Hi, One of my nodes, over the last 4 weeks, it has failed 8x Audit requests. Node is running on default backend - piecestore. Am I missing data somehow?
Each of the failed Audit looks like:
2025-05-12T18:06:07Z ERROR piecestore download failed {“Process”: “storagenode”, “Piece ID”: “BOOPW75ZPRAFWXIMI5ABY4TSBTMHTHZLRTTHJLIRPT7VSUCOMNJA”, “Satellite ID”: “12EayRS2V1kEsWESU9QMRseFhdxYxKicsiFmxrsLZHeLUtdps3S”, “Action”: “GET_AUDIT”, “Offset”: 1762048, “Size”: 256, “Remote Address”: “35.188.235.2:15964”, “error”: “hashstore: file does not exist”, “errorVerbose”: “hashstore: file does not exist\n\tstorj.io/storj/storagenode/hashstore.(*DB).Read:359\n\tstorj.io/storj/storagenode/piecestore.(*HashStoreBackend).Reader:298\n\tstorj.io/storj/storagenode/piecestore.(*MigratingBackend).Reader:180\n\tstorj.io/storj/storagenode/piecestore.(*TestingBackend).Reader:105\n\tstorj.io/storj/storagenode/piecestore.(*Endpoint).Download:676\n\tstorj.io/common/pb.DRPCPiecestoreDescription.Method.func2:302\n\tstorj.io/drpc/drpcmux.(*Mux).HandleRPC:33\n\tstorj.io/common/rpc/rpctracing.(*Handler).HandleRPC:62\n\tstorj.io/common/experiment.(*Handler).HandleRPC:43\n\tstorj.io/drpc/drpcserver.(*Server).handleRPC:166\n\tstorj.io/drpc/drpcserver.(*Server).ServeOne:108\n\tstorj.io/drpc/drpcserver.(*Server).Serve.func2:156\n\tstorj.io/drpc/drpcctx.(*Tracker).track:35”}
Are you seeing the audit % drop in the UI… or is this only something you see in your logs?

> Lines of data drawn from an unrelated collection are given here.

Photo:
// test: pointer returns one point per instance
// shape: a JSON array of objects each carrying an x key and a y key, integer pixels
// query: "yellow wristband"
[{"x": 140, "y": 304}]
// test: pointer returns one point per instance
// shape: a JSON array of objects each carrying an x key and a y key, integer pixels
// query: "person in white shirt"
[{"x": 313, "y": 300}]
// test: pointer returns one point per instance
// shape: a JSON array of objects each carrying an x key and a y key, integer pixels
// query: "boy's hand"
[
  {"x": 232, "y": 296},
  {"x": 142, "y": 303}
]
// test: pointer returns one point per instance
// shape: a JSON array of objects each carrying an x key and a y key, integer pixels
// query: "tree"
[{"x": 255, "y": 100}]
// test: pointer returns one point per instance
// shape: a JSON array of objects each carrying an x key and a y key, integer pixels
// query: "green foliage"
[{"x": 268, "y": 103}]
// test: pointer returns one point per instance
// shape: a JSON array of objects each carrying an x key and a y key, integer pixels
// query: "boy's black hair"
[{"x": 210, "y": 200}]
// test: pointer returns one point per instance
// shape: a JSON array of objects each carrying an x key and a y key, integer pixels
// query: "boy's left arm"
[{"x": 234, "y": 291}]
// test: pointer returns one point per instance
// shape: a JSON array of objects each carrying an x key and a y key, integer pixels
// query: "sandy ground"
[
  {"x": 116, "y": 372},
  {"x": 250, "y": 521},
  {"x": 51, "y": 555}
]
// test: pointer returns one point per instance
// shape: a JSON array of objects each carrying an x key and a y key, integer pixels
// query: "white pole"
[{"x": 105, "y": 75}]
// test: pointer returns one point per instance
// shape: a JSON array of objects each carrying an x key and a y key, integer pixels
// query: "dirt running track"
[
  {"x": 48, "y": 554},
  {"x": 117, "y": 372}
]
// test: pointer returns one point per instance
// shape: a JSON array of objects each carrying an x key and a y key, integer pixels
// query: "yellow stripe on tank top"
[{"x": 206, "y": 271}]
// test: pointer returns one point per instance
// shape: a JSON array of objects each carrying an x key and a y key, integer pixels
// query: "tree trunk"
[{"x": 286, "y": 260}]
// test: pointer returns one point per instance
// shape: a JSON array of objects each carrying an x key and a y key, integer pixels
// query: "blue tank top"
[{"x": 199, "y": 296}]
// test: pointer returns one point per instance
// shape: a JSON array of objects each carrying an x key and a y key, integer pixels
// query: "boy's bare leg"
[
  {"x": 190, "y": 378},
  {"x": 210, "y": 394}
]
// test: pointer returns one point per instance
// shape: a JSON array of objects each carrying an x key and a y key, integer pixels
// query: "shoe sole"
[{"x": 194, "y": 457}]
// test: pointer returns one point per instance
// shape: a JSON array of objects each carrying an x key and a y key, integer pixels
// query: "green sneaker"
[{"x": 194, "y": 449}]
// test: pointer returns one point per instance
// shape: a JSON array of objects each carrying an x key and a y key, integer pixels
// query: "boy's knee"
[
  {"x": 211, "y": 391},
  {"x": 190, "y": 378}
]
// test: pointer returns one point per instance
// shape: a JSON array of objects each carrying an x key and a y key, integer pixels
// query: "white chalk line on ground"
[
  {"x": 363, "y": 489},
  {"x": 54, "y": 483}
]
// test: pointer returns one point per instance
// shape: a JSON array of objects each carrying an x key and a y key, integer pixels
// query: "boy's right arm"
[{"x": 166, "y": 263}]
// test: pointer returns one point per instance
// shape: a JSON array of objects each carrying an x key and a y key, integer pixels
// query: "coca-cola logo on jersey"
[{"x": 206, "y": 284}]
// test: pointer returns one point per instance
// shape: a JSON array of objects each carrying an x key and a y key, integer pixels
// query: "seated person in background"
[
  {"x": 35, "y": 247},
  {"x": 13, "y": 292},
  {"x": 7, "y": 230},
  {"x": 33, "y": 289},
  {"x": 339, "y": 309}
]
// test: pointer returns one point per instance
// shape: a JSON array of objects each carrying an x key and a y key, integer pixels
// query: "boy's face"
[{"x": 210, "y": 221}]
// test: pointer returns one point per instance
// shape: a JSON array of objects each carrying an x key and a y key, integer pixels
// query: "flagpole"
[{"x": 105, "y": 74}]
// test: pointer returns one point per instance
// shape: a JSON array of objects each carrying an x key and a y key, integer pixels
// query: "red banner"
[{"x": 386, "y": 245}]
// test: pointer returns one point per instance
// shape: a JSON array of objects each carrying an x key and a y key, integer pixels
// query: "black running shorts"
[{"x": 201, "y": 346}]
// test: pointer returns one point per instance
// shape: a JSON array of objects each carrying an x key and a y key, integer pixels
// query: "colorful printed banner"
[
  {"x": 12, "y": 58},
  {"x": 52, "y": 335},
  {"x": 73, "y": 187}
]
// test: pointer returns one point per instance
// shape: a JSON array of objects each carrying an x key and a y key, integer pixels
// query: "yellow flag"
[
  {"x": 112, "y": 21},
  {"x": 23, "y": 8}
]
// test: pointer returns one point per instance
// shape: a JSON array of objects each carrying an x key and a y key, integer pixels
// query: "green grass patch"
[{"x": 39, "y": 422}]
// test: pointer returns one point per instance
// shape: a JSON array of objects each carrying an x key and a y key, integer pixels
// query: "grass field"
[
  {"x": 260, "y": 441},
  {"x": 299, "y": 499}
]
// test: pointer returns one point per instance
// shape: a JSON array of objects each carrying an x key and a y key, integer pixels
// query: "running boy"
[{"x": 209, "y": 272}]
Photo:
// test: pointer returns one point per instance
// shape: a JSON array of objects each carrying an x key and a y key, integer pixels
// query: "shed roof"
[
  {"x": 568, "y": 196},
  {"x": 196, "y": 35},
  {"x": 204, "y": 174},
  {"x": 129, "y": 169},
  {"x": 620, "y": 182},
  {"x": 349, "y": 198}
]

You could chkdsk/fsck/scrub to see if there are filesystem errors… but if I didn’t see my audit number dropping I’d probably just ignore it.
Maybe audits are coming in: and both the piecestore and hashstore backends are being triggered… and since you’re not using hashstore it’s just failing but not affecting anything?

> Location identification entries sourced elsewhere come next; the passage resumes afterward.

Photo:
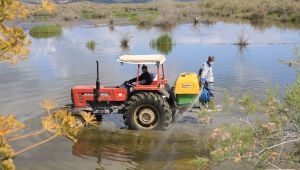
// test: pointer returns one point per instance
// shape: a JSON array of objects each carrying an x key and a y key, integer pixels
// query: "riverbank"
[{"x": 168, "y": 14}]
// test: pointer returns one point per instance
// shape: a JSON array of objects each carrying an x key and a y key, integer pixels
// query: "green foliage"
[
  {"x": 163, "y": 44},
  {"x": 59, "y": 123},
  {"x": 45, "y": 31},
  {"x": 202, "y": 163},
  {"x": 42, "y": 14},
  {"x": 91, "y": 45},
  {"x": 292, "y": 102},
  {"x": 256, "y": 10}
]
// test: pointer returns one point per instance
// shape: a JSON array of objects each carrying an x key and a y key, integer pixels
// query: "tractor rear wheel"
[{"x": 148, "y": 111}]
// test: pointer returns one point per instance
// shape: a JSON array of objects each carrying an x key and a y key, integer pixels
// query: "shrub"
[
  {"x": 163, "y": 44},
  {"x": 45, "y": 31}
]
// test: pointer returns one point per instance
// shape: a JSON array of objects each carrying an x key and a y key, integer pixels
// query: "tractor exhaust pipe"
[{"x": 97, "y": 94}]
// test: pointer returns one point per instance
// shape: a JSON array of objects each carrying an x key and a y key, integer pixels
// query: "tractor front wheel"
[{"x": 148, "y": 111}]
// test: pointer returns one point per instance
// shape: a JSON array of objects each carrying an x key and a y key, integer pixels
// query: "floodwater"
[{"x": 56, "y": 64}]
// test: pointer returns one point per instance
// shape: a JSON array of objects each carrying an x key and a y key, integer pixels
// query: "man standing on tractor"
[
  {"x": 144, "y": 79},
  {"x": 206, "y": 75}
]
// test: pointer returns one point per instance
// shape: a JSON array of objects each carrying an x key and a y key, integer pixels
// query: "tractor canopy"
[{"x": 142, "y": 59}]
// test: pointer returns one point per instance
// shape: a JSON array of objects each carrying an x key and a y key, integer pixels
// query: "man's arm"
[{"x": 204, "y": 73}]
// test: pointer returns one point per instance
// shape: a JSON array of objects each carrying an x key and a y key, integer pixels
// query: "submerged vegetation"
[
  {"x": 124, "y": 42},
  {"x": 270, "y": 141},
  {"x": 45, "y": 31},
  {"x": 91, "y": 45},
  {"x": 163, "y": 43}
]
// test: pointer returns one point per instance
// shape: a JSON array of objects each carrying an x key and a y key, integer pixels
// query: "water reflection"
[{"x": 172, "y": 149}]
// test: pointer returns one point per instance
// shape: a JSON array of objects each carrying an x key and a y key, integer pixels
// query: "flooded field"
[{"x": 58, "y": 63}]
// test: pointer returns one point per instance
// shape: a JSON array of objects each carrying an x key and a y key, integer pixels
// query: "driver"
[{"x": 144, "y": 78}]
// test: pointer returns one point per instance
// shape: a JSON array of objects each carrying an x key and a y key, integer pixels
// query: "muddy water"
[{"x": 57, "y": 64}]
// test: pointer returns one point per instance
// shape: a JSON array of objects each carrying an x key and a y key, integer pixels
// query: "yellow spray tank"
[{"x": 186, "y": 88}]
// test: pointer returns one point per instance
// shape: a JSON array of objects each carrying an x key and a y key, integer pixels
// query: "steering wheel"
[{"x": 128, "y": 84}]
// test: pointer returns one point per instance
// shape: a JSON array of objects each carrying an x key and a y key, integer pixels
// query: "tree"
[{"x": 272, "y": 140}]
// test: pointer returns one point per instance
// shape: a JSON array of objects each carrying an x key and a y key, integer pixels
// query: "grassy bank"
[
  {"x": 45, "y": 31},
  {"x": 254, "y": 10},
  {"x": 170, "y": 13}
]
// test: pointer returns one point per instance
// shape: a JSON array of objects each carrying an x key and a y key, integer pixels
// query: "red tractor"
[{"x": 143, "y": 106}]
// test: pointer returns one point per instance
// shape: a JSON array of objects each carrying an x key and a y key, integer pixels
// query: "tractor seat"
[{"x": 153, "y": 76}]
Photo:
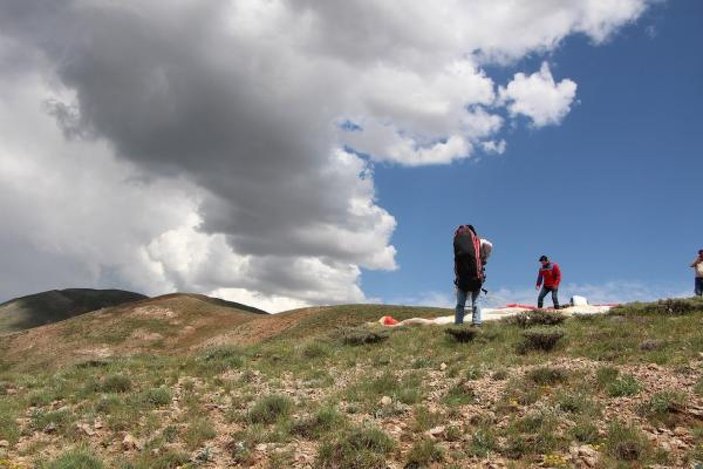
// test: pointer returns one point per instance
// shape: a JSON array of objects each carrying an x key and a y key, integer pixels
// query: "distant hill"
[
  {"x": 178, "y": 324},
  {"x": 166, "y": 324},
  {"x": 56, "y": 305}
]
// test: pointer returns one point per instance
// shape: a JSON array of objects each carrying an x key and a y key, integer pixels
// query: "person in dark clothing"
[
  {"x": 470, "y": 256},
  {"x": 697, "y": 264},
  {"x": 550, "y": 274}
]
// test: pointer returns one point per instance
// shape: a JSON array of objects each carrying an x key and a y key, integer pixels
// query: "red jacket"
[{"x": 550, "y": 274}]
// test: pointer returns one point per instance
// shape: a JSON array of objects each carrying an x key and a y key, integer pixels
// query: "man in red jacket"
[{"x": 550, "y": 273}]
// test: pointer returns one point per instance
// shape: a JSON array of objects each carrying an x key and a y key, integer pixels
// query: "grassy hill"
[
  {"x": 166, "y": 324},
  {"x": 322, "y": 387},
  {"x": 56, "y": 305}
]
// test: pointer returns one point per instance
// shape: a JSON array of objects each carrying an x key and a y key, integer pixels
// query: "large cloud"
[{"x": 214, "y": 146}]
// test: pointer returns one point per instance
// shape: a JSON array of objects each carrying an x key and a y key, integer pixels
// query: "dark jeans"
[{"x": 543, "y": 293}]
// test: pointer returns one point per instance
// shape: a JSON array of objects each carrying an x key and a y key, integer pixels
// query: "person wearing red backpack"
[
  {"x": 470, "y": 256},
  {"x": 551, "y": 275}
]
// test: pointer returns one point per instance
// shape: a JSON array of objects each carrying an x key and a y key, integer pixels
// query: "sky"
[{"x": 288, "y": 153}]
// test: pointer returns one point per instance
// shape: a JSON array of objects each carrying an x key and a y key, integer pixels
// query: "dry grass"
[{"x": 284, "y": 397}]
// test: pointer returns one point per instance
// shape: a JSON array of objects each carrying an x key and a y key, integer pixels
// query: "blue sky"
[
  {"x": 288, "y": 153},
  {"x": 612, "y": 193}
]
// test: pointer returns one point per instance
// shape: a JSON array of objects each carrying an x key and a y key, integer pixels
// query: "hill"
[
  {"x": 166, "y": 324},
  {"x": 325, "y": 387},
  {"x": 56, "y": 305}
]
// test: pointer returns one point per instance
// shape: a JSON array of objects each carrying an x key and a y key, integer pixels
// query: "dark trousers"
[{"x": 543, "y": 293}]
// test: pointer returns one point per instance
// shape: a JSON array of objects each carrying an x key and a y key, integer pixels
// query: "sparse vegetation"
[
  {"x": 333, "y": 391},
  {"x": 540, "y": 339},
  {"x": 538, "y": 317}
]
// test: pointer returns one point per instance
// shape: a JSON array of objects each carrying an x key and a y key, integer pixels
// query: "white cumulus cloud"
[{"x": 198, "y": 146}]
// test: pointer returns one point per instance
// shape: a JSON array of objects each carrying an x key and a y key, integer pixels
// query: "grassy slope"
[
  {"x": 56, "y": 305},
  {"x": 167, "y": 324},
  {"x": 622, "y": 389}
]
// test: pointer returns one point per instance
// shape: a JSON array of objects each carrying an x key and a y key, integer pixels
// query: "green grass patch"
[
  {"x": 626, "y": 443},
  {"x": 664, "y": 408},
  {"x": 77, "y": 458},
  {"x": 548, "y": 376},
  {"x": 360, "y": 447},
  {"x": 626, "y": 385},
  {"x": 540, "y": 339},
  {"x": 269, "y": 409},
  {"x": 199, "y": 431},
  {"x": 423, "y": 453},
  {"x": 322, "y": 422}
]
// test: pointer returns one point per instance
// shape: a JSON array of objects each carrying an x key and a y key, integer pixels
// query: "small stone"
[
  {"x": 129, "y": 442},
  {"x": 436, "y": 431},
  {"x": 85, "y": 428}
]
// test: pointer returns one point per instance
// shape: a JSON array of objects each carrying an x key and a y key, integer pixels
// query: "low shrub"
[
  {"x": 460, "y": 394},
  {"x": 359, "y": 336},
  {"x": 80, "y": 457},
  {"x": 423, "y": 453},
  {"x": 116, "y": 384},
  {"x": 626, "y": 443},
  {"x": 540, "y": 339},
  {"x": 538, "y": 317},
  {"x": 157, "y": 397},
  {"x": 323, "y": 421},
  {"x": 625, "y": 386},
  {"x": 547, "y": 376},
  {"x": 269, "y": 409},
  {"x": 361, "y": 447},
  {"x": 664, "y": 407},
  {"x": 462, "y": 334},
  {"x": 483, "y": 442}
]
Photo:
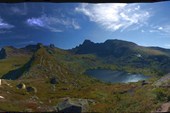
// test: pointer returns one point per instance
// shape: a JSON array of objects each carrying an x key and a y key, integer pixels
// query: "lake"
[{"x": 115, "y": 76}]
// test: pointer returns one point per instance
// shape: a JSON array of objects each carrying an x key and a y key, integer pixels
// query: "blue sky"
[{"x": 68, "y": 24}]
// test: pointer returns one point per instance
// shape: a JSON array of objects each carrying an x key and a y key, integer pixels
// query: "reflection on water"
[{"x": 115, "y": 76}]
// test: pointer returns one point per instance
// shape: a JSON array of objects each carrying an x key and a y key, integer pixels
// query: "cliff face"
[{"x": 3, "y": 53}]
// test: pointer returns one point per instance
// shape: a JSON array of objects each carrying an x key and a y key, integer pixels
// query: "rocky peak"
[{"x": 3, "y": 53}]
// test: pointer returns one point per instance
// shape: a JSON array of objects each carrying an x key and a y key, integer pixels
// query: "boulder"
[
  {"x": 52, "y": 46},
  {"x": 31, "y": 89},
  {"x": 21, "y": 86},
  {"x": 53, "y": 80},
  {"x": 73, "y": 105}
]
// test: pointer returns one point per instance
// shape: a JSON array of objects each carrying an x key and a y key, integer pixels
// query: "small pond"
[{"x": 115, "y": 76}]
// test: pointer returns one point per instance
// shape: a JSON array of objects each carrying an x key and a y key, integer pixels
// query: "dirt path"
[{"x": 164, "y": 107}]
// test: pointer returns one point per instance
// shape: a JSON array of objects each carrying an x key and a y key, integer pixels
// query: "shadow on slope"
[{"x": 15, "y": 74}]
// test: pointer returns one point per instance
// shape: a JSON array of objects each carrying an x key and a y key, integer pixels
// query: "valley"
[{"x": 44, "y": 78}]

Interesting. Perhaps it was a result of moving this piece to the trash and the sent recover command didn’t restore it (because of too late).
I do not remember, is PieceID logged, when it’s moved to the trash on info level?

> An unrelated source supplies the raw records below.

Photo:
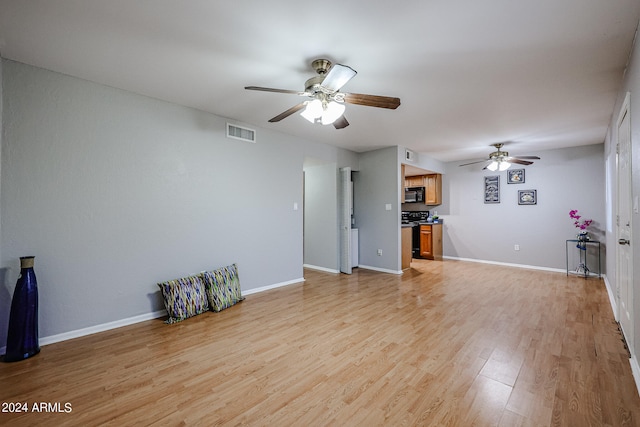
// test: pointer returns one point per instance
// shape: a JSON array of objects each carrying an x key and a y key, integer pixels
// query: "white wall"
[
  {"x": 377, "y": 184},
  {"x": 113, "y": 192},
  {"x": 631, "y": 84},
  {"x": 565, "y": 179}
]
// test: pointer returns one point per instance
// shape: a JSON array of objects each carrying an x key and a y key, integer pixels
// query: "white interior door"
[
  {"x": 624, "y": 253},
  {"x": 345, "y": 207}
]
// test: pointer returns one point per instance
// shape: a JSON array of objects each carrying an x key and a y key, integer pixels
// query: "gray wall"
[
  {"x": 565, "y": 179},
  {"x": 113, "y": 192},
  {"x": 321, "y": 245},
  {"x": 377, "y": 184},
  {"x": 631, "y": 84}
]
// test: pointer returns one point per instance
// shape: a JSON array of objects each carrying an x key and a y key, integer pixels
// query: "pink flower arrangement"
[{"x": 582, "y": 225}]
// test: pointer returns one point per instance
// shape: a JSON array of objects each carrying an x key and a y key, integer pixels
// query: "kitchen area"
[{"x": 421, "y": 226}]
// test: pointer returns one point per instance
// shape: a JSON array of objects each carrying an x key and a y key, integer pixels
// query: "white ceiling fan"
[
  {"x": 326, "y": 102},
  {"x": 500, "y": 160}
]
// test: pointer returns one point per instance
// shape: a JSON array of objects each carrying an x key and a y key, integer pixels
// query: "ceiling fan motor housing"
[{"x": 321, "y": 66}]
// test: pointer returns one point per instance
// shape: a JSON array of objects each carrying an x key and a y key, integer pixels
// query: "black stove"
[{"x": 415, "y": 218}]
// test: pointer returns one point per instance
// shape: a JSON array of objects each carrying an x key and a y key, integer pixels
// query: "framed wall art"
[
  {"x": 515, "y": 176},
  {"x": 527, "y": 197},
  {"x": 492, "y": 189}
]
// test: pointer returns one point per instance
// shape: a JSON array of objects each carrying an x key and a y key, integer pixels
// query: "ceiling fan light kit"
[{"x": 327, "y": 102}]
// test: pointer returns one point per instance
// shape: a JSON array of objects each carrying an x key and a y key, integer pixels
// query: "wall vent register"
[{"x": 241, "y": 133}]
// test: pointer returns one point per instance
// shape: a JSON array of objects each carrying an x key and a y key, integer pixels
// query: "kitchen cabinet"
[
  {"x": 432, "y": 184},
  {"x": 414, "y": 181},
  {"x": 433, "y": 189},
  {"x": 431, "y": 241},
  {"x": 407, "y": 246}
]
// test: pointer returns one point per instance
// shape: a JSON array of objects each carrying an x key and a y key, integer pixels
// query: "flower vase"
[
  {"x": 22, "y": 338},
  {"x": 582, "y": 237}
]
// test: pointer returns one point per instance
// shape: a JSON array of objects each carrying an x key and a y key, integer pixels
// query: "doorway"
[{"x": 624, "y": 252}]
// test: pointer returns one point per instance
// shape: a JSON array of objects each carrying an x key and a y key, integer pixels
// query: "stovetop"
[{"x": 414, "y": 216}]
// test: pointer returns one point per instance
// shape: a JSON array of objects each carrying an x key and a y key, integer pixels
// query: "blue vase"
[{"x": 22, "y": 338}]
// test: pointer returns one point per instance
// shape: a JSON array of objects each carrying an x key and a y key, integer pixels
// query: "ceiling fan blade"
[
  {"x": 341, "y": 123},
  {"x": 517, "y": 161},
  {"x": 337, "y": 77},
  {"x": 287, "y": 113},
  {"x": 269, "y": 89},
  {"x": 520, "y": 162},
  {"x": 372, "y": 100},
  {"x": 473, "y": 163}
]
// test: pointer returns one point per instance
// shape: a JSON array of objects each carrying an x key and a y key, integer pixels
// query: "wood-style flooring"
[{"x": 448, "y": 343}]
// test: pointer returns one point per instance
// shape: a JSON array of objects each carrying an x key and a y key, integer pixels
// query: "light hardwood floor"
[{"x": 447, "y": 343}]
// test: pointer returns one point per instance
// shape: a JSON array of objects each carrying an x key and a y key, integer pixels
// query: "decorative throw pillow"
[
  {"x": 223, "y": 287},
  {"x": 184, "y": 298}
]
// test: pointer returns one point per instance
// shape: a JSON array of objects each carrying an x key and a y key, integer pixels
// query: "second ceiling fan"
[
  {"x": 326, "y": 103},
  {"x": 500, "y": 160}
]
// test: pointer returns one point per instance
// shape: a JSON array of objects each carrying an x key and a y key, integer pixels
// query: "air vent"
[
  {"x": 409, "y": 155},
  {"x": 241, "y": 133}
]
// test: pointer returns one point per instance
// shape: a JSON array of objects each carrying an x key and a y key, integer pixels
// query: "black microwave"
[{"x": 414, "y": 195}]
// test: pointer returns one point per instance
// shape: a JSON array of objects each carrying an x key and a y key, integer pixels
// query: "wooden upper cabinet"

Or there was a real piece lost, hashstore checked after piecestore.
I have a one more idea - could you please search one of the piece on your disk in the piecestore?
See how to convert a PieceID to the file:
Then these pieces are actually lost. However, a little bit concerning the fact that you have no evidence, that these pieces were ever uploaded to your node.
Concerning that I have missing data. Node is 15 months old, and I only keep six weeks of logs, not surprising I don’t have any other record of missing files.
. What surprised me, was that it’s looking in Hashstore for data, but that’s not enabled.
Hello. Yes, you’re right. I checked, and my old logs were deleted. I forgot to restart journald after increasing the log space
Unfortunately, now we can only guess what happened to this file. Similar issues haven’t occurred since, the node is new, only a month old. SMART is ok, filesystem ext4 (Linux host)
Everything is fine with this it’s a server in a data center. The only thing I did was increase the available disk space in the configuration file and restart the storagenode process via systemctl
The satellite may try to request it again, this would happen until it will not be deleted by the customer or if this segment would fail below the repair threshold and the pointer for this piece on your node could be removed.
Thanks for the information. There have been no more requests for this segment at this time, and the audit is again approaching 100%. (From 99.91 to 99.95)